Jokowi has instead decided to focus his attention on promoting a boom in infrastructure spending. The infrastructure boom is one of Jokowi’s signature answers to Prabowo. When Prabowo talks defence, Jokowi responds, ‘We all agree we need to increase our defence budget. But we must have priorities. For now it is infrastructure’.
An infrastructure boom sounds good. But is this infrastructure needed? How is the program going? Is Jokowi’s program delivering results?
It seems clear that the infrastructure boom is badly needed. National investment in infrastructure in Indonesia has lagged badly since at least 2000. China and Vietnam have been investing around 7 per cent or more of GDP in infrastructure per annum for the past two decades. In contrast, infrastructure investment in Indonesia has been stuck at around the 3 per cent level. A rough Asian Development Bank benchmark is that a minimum of 5 per cent of GDP is an appropriate level for developing countries to aim at, if not more. From this point of view it is clear that Jokowi’s focus on infrastructure makes sense.
It makes sense from another point of view as well. Recent World Bank data suggests that the stock of capital in Indonesia is still very low.

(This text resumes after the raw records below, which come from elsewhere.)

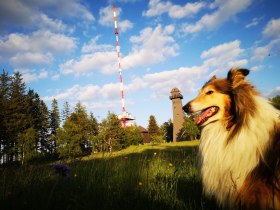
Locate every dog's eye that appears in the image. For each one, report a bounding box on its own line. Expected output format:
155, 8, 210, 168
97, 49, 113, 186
206, 90, 214, 95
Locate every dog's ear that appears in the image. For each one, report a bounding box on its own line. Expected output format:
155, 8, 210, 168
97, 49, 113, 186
227, 68, 250, 83
210, 75, 217, 81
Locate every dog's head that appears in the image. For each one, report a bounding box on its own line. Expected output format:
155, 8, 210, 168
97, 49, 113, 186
183, 68, 255, 129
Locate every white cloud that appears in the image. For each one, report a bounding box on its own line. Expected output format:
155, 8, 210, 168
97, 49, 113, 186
98, 5, 133, 32
265, 86, 280, 98
15, 69, 49, 83
142, 0, 205, 19
10, 52, 53, 68
43, 83, 120, 103
262, 18, 280, 37
182, 0, 252, 33
82, 35, 115, 53
245, 17, 263, 28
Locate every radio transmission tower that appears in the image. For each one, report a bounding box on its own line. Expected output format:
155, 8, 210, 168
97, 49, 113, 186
113, 6, 135, 127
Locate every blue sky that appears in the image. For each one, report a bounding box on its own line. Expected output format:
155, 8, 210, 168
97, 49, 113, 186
0, 0, 280, 126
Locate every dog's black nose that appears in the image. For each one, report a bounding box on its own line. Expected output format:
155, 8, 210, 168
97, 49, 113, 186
183, 103, 191, 113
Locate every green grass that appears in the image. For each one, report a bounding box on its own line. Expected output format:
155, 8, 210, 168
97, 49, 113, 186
0, 141, 220, 210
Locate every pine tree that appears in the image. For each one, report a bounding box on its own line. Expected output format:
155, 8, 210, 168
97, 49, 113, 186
6, 72, 28, 162
50, 99, 60, 154
160, 119, 173, 142
89, 113, 98, 136
18, 127, 38, 164
58, 102, 97, 157
62, 101, 71, 122
97, 112, 125, 152
179, 117, 200, 140
0, 70, 11, 162
38, 100, 51, 154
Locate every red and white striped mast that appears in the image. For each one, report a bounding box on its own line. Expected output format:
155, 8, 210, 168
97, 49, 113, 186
113, 6, 134, 127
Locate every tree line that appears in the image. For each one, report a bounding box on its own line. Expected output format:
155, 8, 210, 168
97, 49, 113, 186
4, 70, 280, 165
0, 70, 182, 164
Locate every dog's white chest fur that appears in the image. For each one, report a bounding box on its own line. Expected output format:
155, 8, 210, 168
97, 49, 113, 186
199, 98, 279, 207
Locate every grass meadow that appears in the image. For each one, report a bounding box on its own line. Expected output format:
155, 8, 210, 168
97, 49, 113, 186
0, 141, 218, 210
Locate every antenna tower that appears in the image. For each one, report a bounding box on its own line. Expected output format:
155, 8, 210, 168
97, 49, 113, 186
113, 6, 135, 127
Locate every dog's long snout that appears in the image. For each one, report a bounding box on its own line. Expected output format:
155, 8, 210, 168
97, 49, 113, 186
183, 102, 191, 113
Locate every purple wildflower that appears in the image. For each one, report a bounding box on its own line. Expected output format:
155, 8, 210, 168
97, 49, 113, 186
52, 163, 71, 178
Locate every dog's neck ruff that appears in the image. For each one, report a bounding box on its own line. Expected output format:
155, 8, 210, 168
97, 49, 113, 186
226, 121, 234, 130
199, 97, 279, 208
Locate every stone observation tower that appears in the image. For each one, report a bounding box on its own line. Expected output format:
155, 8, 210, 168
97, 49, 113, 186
169, 88, 184, 142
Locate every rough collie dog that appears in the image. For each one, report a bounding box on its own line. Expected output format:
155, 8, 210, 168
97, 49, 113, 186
183, 68, 280, 209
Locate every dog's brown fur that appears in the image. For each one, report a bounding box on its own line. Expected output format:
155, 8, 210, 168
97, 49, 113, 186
183, 68, 280, 209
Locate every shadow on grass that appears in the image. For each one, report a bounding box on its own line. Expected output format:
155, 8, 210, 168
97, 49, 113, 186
0, 146, 223, 210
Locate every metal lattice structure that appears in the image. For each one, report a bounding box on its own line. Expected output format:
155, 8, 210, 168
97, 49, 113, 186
113, 6, 135, 127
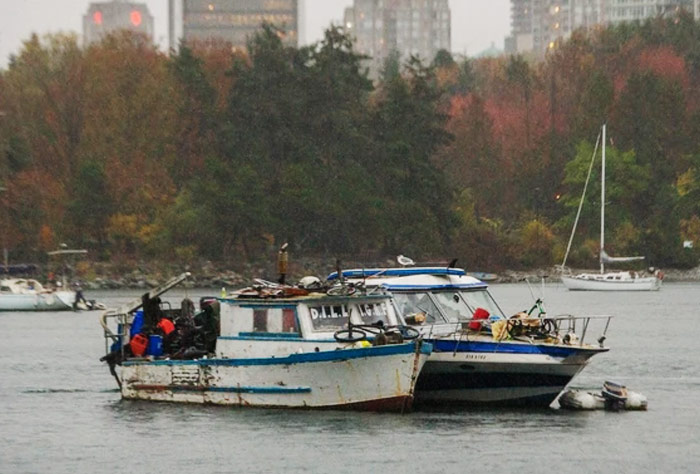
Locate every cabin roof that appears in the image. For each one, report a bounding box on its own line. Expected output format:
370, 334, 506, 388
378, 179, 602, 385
218, 293, 390, 306
328, 267, 488, 291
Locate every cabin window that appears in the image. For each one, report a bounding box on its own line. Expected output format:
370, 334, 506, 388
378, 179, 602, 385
357, 302, 390, 324
309, 305, 349, 331
253, 308, 299, 334
426, 291, 470, 323
394, 293, 445, 324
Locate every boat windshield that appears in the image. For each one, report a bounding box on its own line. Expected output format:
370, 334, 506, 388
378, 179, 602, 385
394, 292, 445, 324
394, 290, 502, 324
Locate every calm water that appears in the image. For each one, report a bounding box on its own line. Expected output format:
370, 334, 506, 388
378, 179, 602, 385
0, 283, 700, 474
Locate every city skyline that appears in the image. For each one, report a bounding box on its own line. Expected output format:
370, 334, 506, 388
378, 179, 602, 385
0, 0, 510, 68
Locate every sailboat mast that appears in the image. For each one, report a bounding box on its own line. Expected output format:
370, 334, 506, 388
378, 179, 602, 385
600, 124, 606, 274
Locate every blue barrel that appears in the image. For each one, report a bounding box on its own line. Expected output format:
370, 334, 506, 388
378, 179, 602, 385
146, 334, 163, 357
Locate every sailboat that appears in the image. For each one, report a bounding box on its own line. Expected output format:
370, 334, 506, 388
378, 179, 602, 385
561, 124, 663, 291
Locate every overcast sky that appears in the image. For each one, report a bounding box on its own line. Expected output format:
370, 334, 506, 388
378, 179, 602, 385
0, 0, 510, 68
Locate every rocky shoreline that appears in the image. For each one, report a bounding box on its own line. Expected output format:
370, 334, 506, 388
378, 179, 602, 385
69, 261, 700, 290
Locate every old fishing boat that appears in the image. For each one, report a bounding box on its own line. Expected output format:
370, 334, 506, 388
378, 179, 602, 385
101, 274, 432, 411
328, 266, 611, 406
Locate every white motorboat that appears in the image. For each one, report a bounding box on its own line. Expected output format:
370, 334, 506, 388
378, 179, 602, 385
561, 124, 663, 291
101, 274, 431, 411
0, 249, 104, 311
328, 267, 611, 406
0, 278, 76, 311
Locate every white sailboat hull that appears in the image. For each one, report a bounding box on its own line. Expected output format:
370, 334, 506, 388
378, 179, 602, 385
561, 272, 661, 291
0, 291, 75, 311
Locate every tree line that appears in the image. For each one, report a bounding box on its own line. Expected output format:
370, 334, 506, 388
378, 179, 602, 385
0, 14, 700, 270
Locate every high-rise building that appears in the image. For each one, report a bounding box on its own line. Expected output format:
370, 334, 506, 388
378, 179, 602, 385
83, 0, 153, 45
344, 0, 451, 77
506, 0, 700, 56
168, 0, 299, 49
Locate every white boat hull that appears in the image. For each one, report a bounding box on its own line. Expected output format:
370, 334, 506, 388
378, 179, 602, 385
416, 341, 604, 407
121, 343, 431, 411
0, 291, 75, 311
561, 275, 661, 291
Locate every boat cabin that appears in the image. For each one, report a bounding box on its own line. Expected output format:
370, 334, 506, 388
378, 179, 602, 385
216, 291, 398, 358
328, 267, 507, 334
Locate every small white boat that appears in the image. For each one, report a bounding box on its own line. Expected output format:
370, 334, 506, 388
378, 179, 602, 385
561, 271, 663, 291
561, 124, 664, 291
559, 382, 648, 411
101, 274, 432, 411
0, 278, 76, 311
0, 249, 104, 311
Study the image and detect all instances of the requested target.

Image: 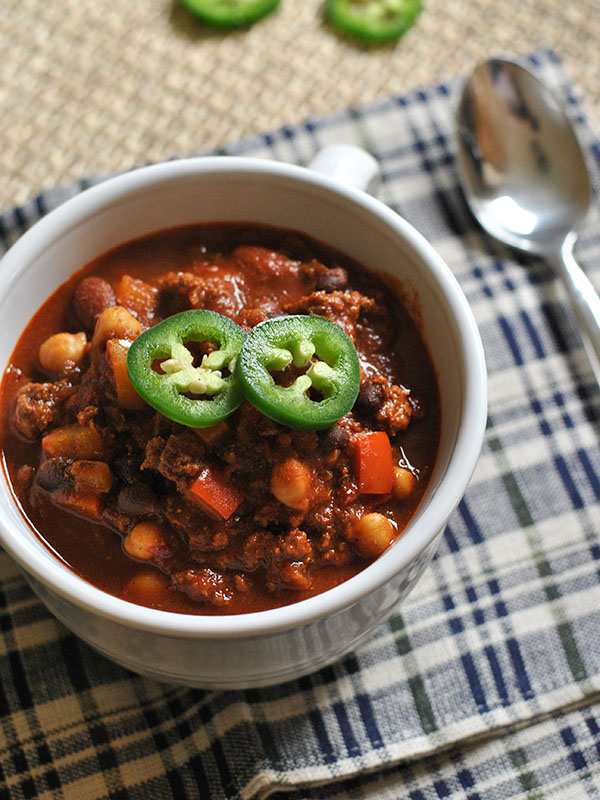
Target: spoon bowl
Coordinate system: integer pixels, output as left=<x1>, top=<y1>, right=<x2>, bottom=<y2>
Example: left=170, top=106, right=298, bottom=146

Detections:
left=457, top=58, right=600, bottom=383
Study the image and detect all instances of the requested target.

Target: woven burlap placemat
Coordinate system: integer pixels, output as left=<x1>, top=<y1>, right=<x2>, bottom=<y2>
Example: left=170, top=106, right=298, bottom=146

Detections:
left=0, top=0, right=600, bottom=208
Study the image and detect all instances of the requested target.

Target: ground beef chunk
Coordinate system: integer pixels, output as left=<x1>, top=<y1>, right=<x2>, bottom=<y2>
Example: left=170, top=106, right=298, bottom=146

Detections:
left=142, top=431, right=205, bottom=486
left=13, top=380, right=73, bottom=439
left=163, top=495, right=229, bottom=557
left=171, top=567, right=235, bottom=608
left=231, top=245, right=300, bottom=283
left=317, top=267, right=348, bottom=292
left=285, top=291, right=375, bottom=339
left=158, top=272, right=205, bottom=316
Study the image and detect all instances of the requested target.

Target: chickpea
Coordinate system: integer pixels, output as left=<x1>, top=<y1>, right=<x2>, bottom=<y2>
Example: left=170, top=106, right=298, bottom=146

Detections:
left=92, top=306, right=142, bottom=347
left=352, top=511, right=396, bottom=558
left=38, top=332, right=87, bottom=377
left=392, top=467, right=417, bottom=500
left=123, top=522, right=165, bottom=561
left=271, top=458, right=312, bottom=511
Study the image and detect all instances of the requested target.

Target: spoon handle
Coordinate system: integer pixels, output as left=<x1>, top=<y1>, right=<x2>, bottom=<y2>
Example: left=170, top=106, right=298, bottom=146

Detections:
left=550, top=233, right=600, bottom=385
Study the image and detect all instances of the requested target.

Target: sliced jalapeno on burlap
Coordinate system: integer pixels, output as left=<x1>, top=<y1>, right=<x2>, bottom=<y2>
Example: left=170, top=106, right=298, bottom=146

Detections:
left=127, top=310, right=245, bottom=428
left=182, top=0, right=279, bottom=28
left=236, top=315, right=360, bottom=429
left=327, top=0, right=422, bottom=44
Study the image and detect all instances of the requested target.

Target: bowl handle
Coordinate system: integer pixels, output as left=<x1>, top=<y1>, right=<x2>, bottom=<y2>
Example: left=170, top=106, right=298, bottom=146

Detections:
left=308, top=144, right=379, bottom=194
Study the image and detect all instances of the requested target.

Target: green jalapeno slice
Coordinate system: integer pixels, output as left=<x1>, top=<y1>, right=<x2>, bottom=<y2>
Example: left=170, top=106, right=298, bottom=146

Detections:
left=182, top=0, right=279, bottom=28
left=236, top=315, right=360, bottom=429
left=327, top=0, right=422, bottom=44
left=127, top=309, right=245, bottom=428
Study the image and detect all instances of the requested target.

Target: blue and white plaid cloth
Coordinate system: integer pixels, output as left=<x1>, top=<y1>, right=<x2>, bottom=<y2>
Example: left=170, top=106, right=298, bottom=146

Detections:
left=0, top=52, right=600, bottom=800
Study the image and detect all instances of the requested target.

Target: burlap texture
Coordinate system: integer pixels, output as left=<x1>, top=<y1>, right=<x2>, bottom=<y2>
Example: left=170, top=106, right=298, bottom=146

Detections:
left=0, top=0, right=600, bottom=208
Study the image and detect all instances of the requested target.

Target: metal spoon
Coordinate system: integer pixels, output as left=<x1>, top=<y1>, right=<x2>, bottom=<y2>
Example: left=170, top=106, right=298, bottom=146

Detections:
left=457, top=58, right=600, bottom=383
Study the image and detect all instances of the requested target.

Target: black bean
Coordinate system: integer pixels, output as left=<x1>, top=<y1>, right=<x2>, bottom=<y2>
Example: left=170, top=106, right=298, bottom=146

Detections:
left=317, top=267, right=348, bottom=292
left=354, top=379, right=385, bottom=416
left=36, top=458, right=73, bottom=492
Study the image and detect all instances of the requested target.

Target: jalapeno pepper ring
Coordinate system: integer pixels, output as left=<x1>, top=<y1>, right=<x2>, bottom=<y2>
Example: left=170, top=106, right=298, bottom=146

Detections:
left=236, top=315, right=360, bottom=430
left=183, top=0, right=279, bottom=28
left=327, top=0, right=422, bottom=44
left=127, top=309, right=245, bottom=428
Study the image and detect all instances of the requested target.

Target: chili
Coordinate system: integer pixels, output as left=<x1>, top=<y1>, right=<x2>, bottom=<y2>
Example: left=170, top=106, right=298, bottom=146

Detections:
left=127, top=309, right=244, bottom=428
left=237, top=315, right=360, bottom=429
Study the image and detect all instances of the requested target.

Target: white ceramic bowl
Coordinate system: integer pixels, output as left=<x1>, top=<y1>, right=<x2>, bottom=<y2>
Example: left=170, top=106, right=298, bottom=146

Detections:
left=0, top=157, right=486, bottom=688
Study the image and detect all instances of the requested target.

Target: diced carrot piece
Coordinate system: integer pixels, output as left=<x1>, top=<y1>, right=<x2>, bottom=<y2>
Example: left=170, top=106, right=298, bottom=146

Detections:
left=42, top=424, right=105, bottom=461
left=355, top=431, right=394, bottom=494
left=106, top=339, right=146, bottom=411
left=69, top=459, right=114, bottom=494
left=115, top=275, right=158, bottom=319
left=189, top=467, right=244, bottom=519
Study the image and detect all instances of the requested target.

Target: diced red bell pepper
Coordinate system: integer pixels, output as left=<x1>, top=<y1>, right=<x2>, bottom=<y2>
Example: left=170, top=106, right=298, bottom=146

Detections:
left=355, top=431, right=394, bottom=494
left=189, top=466, right=244, bottom=519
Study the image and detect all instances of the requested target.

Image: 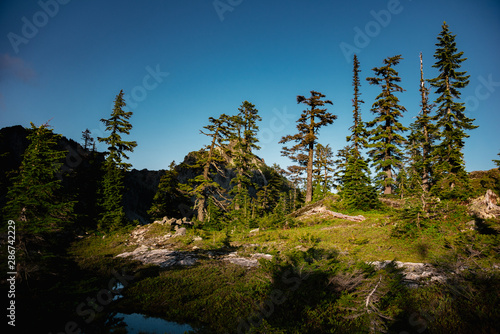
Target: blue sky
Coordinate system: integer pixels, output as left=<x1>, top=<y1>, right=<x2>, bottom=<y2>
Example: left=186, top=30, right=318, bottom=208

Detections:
left=0, top=0, right=500, bottom=171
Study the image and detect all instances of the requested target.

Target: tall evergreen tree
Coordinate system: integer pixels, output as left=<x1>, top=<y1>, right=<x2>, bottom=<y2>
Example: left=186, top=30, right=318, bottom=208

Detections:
left=337, top=55, right=378, bottom=210
left=4, top=123, right=74, bottom=236
left=340, top=149, right=379, bottom=210
left=333, top=145, right=353, bottom=188
left=279, top=91, right=337, bottom=203
left=82, top=129, right=94, bottom=150
left=97, top=90, right=137, bottom=230
left=313, top=143, right=334, bottom=198
left=4, top=123, right=75, bottom=278
left=284, top=165, right=305, bottom=210
left=366, top=55, right=407, bottom=194
left=229, top=101, right=261, bottom=210
left=148, top=161, right=186, bottom=219
left=429, top=22, right=477, bottom=197
left=406, top=53, right=437, bottom=192
left=347, top=55, right=368, bottom=153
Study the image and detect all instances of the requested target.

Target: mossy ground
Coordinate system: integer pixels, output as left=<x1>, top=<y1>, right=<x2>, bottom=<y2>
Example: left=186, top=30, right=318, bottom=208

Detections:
left=62, top=200, right=500, bottom=333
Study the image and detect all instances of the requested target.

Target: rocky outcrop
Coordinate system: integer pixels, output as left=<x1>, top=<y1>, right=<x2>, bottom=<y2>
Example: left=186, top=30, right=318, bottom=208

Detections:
left=298, top=206, right=366, bottom=222
left=369, top=261, right=446, bottom=287
left=222, top=252, right=273, bottom=267
left=116, top=245, right=197, bottom=268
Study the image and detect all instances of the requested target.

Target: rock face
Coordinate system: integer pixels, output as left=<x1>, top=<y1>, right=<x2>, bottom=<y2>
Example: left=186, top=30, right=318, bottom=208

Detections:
left=369, top=261, right=446, bottom=287
left=299, top=205, right=366, bottom=222
left=222, top=252, right=273, bottom=267
left=469, top=189, right=500, bottom=219
left=116, top=245, right=197, bottom=268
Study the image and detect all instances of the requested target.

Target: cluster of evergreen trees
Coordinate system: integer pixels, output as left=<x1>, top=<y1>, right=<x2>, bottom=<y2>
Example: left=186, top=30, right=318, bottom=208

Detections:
left=149, top=101, right=296, bottom=226
left=281, top=22, right=477, bottom=209
left=4, top=23, right=500, bottom=245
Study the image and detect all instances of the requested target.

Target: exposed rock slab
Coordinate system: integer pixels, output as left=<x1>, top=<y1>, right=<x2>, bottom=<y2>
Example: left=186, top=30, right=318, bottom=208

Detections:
left=222, top=252, right=273, bottom=268
left=116, top=245, right=197, bottom=268
left=299, top=206, right=366, bottom=222
left=369, top=261, right=446, bottom=287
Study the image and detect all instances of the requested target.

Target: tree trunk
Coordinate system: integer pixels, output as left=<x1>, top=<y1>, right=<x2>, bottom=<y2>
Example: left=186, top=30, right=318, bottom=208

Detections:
left=198, top=197, right=206, bottom=222
left=384, top=166, right=392, bottom=195
left=306, top=143, right=314, bottom=203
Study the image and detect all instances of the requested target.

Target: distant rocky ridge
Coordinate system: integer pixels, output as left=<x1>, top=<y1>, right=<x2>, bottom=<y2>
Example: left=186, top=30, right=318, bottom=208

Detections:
left=0, top=125, right=286, bottom=224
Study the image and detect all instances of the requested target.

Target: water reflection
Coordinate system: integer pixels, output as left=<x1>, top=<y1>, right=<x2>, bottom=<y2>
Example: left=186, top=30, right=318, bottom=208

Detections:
left=106, top=313, right=193, bottom=334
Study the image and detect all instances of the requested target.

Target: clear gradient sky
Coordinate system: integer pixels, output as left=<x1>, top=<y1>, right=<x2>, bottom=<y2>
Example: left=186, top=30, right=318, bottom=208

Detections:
left=0, top=0, right=500, bottom=171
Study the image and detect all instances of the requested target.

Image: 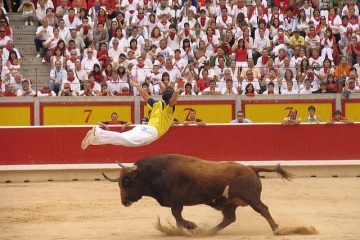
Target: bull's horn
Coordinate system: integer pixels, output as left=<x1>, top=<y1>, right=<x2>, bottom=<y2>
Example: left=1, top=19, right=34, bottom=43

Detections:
left=116, top=161, right=137, bottom=172
left=102, top=172, right=120, bottom=182
left=116, top=161, right=129, bottom=169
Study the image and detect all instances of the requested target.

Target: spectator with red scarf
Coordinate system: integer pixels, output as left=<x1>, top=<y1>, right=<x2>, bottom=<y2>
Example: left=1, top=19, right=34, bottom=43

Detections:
left=98, top=112, right=131, bottom=131
left=3, top=84, right=17, bottom=97
left=89, top=63, right=105, bottom=84
left=96, top=43, right=109, bottom=69
left=196, top=68, right=211, bottom=92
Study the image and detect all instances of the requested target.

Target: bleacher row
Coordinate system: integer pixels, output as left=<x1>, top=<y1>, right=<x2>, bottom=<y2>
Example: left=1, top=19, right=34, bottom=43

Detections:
left=0, top=0, right=360, bottom=96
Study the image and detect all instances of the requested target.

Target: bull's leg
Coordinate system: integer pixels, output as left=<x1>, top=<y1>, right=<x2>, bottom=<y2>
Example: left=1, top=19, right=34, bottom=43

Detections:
left=171, top=206, right=197, bottom=229
left=249, top=199, right=279, bottom=233
left=210, top=204, right=237, bottom=234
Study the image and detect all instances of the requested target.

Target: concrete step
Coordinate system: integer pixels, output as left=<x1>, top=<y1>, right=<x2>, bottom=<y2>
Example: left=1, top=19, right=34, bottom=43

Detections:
left=13, top=34, right=35, bottom=45
left=8, top=13, right=24, bottom=23
left=11, top=23, right=37, bottom=36
left=21, top=62, right=50, bottom=72
left=21, top=54, right=41, bottom=64
left=16, top=44, right=37, bottom=56
left=21, top=68, right=50, bottom=76
left=23, top=74, right=50, bottom=86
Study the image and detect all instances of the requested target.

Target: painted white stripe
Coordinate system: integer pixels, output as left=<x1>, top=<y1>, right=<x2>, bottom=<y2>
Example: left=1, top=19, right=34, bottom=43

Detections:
left=0, top=122, right=360, bottom=129
left=0, top=160, right=360, bottom=171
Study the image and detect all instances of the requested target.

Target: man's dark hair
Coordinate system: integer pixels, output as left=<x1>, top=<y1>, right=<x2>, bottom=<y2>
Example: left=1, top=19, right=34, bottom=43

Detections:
left=162, top=87, right=174, bottom=103
left=308, top=105, right=316, bottom=112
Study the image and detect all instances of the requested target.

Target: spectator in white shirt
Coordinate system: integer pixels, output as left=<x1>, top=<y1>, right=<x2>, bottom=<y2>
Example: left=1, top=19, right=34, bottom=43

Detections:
left=81, top=49, right=100, bottom=74
left=299, top=79, right=313, bottom=94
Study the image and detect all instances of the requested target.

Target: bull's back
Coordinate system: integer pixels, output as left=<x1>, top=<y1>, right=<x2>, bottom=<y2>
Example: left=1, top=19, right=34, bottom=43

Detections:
left=136, top=154, right=258, bottom=198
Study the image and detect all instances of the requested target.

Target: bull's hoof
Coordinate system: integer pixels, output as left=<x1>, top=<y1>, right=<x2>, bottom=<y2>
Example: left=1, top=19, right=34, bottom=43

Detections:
left=182, top=221, right=197, bottom=230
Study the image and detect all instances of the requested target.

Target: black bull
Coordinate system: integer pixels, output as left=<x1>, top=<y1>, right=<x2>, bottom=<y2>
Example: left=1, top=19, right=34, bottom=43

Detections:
left=103, top=154, right=291, bottom=234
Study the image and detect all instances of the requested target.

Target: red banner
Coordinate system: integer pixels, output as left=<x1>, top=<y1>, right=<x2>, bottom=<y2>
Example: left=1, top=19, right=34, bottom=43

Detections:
left=0, top=124, right=360, bottom=165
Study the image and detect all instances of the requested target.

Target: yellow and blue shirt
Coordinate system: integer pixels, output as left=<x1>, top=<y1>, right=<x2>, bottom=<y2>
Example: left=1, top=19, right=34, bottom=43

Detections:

The World Bank estimate is that in 2014 both the United States and Australia had a national stock of capital of around US$1 million per person. By comparison Indonesia had around US$50,000 per person.
Capital accumulation in Indonesia, what investment in infrastructure contributes to, is a vital step towards promoting development. Jokowi’s approach of investing in infrastructure is a key step towards trying to build up the level of capital.
The infrastructure program in Indonesia has been spread across a range of sectors. In the transport sector there have been investments in roads, ports, rails and airports.
The total length of toll roads has expanded quickly in recent years. Although the major toll road between Jakarta and Bandung has been in operation for about 15 years, links with other parts of Java have come slower. But for the first time it is now becoming possible to travel quickly by toll roads from Jakarta to other cities in Java such as Semarang, Surabaya and neighbouring regions.
Jokowi has emphasised investment in ports as well. He began his presidency in late 2014 by talking of the need to develop maritime services across Indonesia, noting that inefficient services in ports and shipping drove up the costs of basic goods for both producers and consumers. One highly publicised project is the US$2.47 billion Kalibaru Terminal at Jakarta’s port of Tanjung Priok, the largest in the country.
Marked improvements in existing rail services, along with new railway projects, have also been attracting much attention lately. For many decades the state-owned rail company PT Kereta Api provided third-rate services across Java. But in recent years the company has lifted its game and performance has improved markedly.
New services are being announced quickly as well. Recently an efficient rail link from Jakarta’s international airport to the city centre came into operation. And March 2019 saw the Jakarta Mass Rapid Transit (MRT) metro system open for general use. The successful construction and inauguration of the MRT, with both underground and overhead stations, is a minor infrastructure miracle in Indonesia. Jokowi has announced that several extensions of the system are now underway.
How successful all these efforts will be — both in the short run and the long run — remains to be seen. Some of the infrastructure projects have run into much-publicised problems. But in the short run, Jokowi is no doubt hoping that voters will be impressed with the results of his infrastructure-led economic program.
In the long run, all new infrastructure needs good management and maintenance. This is expensive and calls for continuing government subsidies and increases in unpopular tariffs.
Despite these challenges, Jokowi’s infrastructure program has delivered clear results. If Jokowi wins a second term on 17 April as polls suggest, the infrastructure boom will doubtlessly continue over the next five years. If Prabowo comes from behind to become the next president of Indonesia, chances are that he will be more than happy to take over the encouraging list of projects that Jokowi is promoting.
Peter McCawley is Honorary Associate Professor in the Indonesia Project, Crawford School of Public Policy, The Australian National University. He was formerly an Australian Executive Director on the Board of the Asian Development Bank, Manila.